Question

What is the center and radius of x^2+6x+y^2-4y =-4?​

Answer 1

Answer:

The center of this circle is at $(-3,\, 2)$. The radius of this circle is $3$.

Step-by-step explanation:

A circle with center $(a,\, b)$ and a radius of $r$ ($r > 0$) could be expressed as:

$(x - a)^{2} + (y - b)^{2} = r^{2}$.

(In other words, a point is on this circle if and only if the distance between that point and the center is equal to the radius.)

Rearrange this equation using binomial expansion to match the equation given in this question:

$(x^{2} - 2\, a\, x + a^{2}) + (y^{2} - 2\, b\, y + b^{2}) = r^{2}$.

$x^{2} + (-2\, a)\, x + y^{2} + (-2\, b)\, y = -a^{2} - b^{2} + r^{2}$.

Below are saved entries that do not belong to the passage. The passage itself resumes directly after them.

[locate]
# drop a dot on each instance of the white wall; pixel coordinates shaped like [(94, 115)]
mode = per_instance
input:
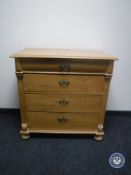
[(86, 24)]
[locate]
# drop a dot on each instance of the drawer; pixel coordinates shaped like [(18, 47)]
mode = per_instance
[(62, 121), (63, 103), (64, 83), (57, 65)]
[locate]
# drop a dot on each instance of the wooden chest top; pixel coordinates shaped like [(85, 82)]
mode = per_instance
[(63, 53)]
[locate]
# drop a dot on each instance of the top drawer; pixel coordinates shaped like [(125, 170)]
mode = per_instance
[(88, 66)]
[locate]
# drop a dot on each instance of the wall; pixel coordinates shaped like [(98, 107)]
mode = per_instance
[(86, 24)]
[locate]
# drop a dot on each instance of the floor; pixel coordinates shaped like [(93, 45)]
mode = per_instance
[(64, 155)]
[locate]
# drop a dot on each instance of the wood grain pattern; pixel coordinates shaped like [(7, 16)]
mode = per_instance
[(63, 90), (71, 121), (55, 65), (72, 84), (72, 103), (62, 53)]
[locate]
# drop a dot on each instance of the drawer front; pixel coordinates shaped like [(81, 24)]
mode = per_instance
[(63, 103), (64, 83), (56, 65), (62, 121)]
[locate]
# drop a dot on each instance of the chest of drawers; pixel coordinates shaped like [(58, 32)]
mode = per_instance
[(63, 90)]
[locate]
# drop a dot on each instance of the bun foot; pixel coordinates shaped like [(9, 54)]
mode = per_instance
[(98, 137), (25, 136)]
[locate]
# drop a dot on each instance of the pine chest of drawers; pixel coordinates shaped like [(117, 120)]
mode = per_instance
[(63, 90)]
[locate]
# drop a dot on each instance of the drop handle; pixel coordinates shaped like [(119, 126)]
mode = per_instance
[(62, 119), (63, 102), (63, 83)]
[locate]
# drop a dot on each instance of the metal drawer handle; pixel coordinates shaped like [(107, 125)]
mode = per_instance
[(64, 83), (64, 67), (63, 102), (62, 119)]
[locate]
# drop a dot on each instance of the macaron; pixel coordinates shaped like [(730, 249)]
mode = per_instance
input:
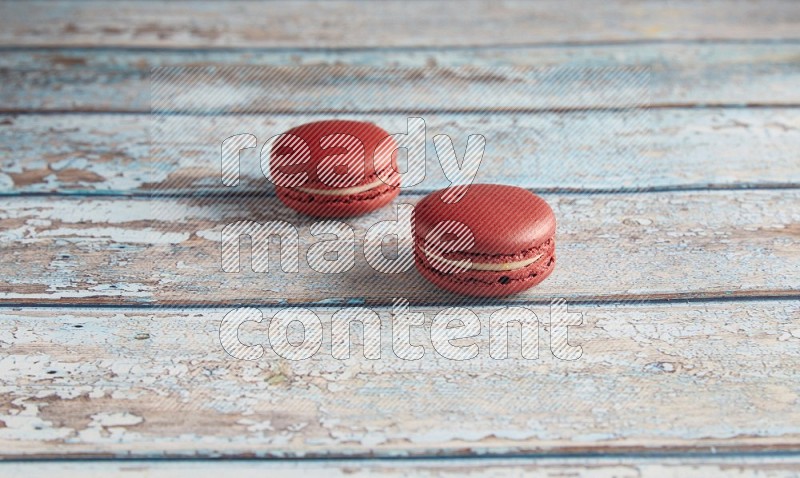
[(495, 241), (335, 168)]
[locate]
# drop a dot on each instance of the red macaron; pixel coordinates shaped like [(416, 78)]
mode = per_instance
[(335, 168), (495, 241)]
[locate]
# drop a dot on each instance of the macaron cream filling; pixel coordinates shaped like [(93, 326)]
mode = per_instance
[(484, 266), (343, 191)]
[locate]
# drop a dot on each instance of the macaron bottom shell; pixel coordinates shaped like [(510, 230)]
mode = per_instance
[(488, 283), (332, 206)]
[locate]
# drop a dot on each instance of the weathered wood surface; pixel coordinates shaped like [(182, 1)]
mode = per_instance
[(610, 247), (683, 74), (697, 377), (389, 24), (666, 149), (610, 467)]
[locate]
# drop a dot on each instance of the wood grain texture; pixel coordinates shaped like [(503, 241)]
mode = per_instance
[(680, 74), (699, 377), (389, 24), (610, 247), (611, 467), (667, 149)]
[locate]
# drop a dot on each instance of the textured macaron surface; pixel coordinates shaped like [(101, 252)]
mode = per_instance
[(340, 154), (504, 220), (335, 168), (511, 245)]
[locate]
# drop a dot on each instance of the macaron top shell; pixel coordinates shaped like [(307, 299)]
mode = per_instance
[(341, 155), (505, 221)]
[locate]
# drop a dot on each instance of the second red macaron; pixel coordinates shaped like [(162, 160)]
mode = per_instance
[(335, 168), (495, 241)]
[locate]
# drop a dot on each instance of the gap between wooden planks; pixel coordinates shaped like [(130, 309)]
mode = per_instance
[(683, 148), (745, 466), (694, 377), (679, 74), (610, 247), (388, 24)]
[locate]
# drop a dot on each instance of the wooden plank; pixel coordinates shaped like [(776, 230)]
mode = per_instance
[(388, 24), (740, 467), (659, 149), (610, 247), (693, 74), (707, 377)]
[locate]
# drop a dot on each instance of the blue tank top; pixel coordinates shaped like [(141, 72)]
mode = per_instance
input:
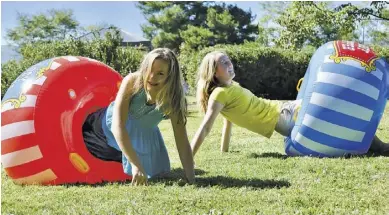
[(146, 139)]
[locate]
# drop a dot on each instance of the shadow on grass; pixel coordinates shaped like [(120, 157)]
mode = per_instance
[(176, 176), (282, 156), (268, 155)]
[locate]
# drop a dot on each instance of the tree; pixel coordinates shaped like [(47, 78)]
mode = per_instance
[(55, 25), (313, 23), (172, 23), (298, 24)]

The equation in this question is:

$x^{2} + 6\, x + y^{2} + (-4)\, y = -4$.

Match up the coefficients of $x$ and $y$ in the two equations.:

• Coefficient of $x$: $(-2\, a) = 6$.
• Coefficient of $y$: $(-2\, b) = (-4)$.

Thus, $a = (-3)$ and $b = 2$.

The constants of the two equations should also match up:

$(-a^{2} - b^{2} + r^{2}) = (-4)$.

Substitute in $a = (-3)$ as well as $b = 2$ and solve for $r$:

$r^{2} = 9$.

$r = 3$ (since $r > 0$.)

Therefore, the center of this circle is $(-3,\, 2)$. The radius of this circle is $3$.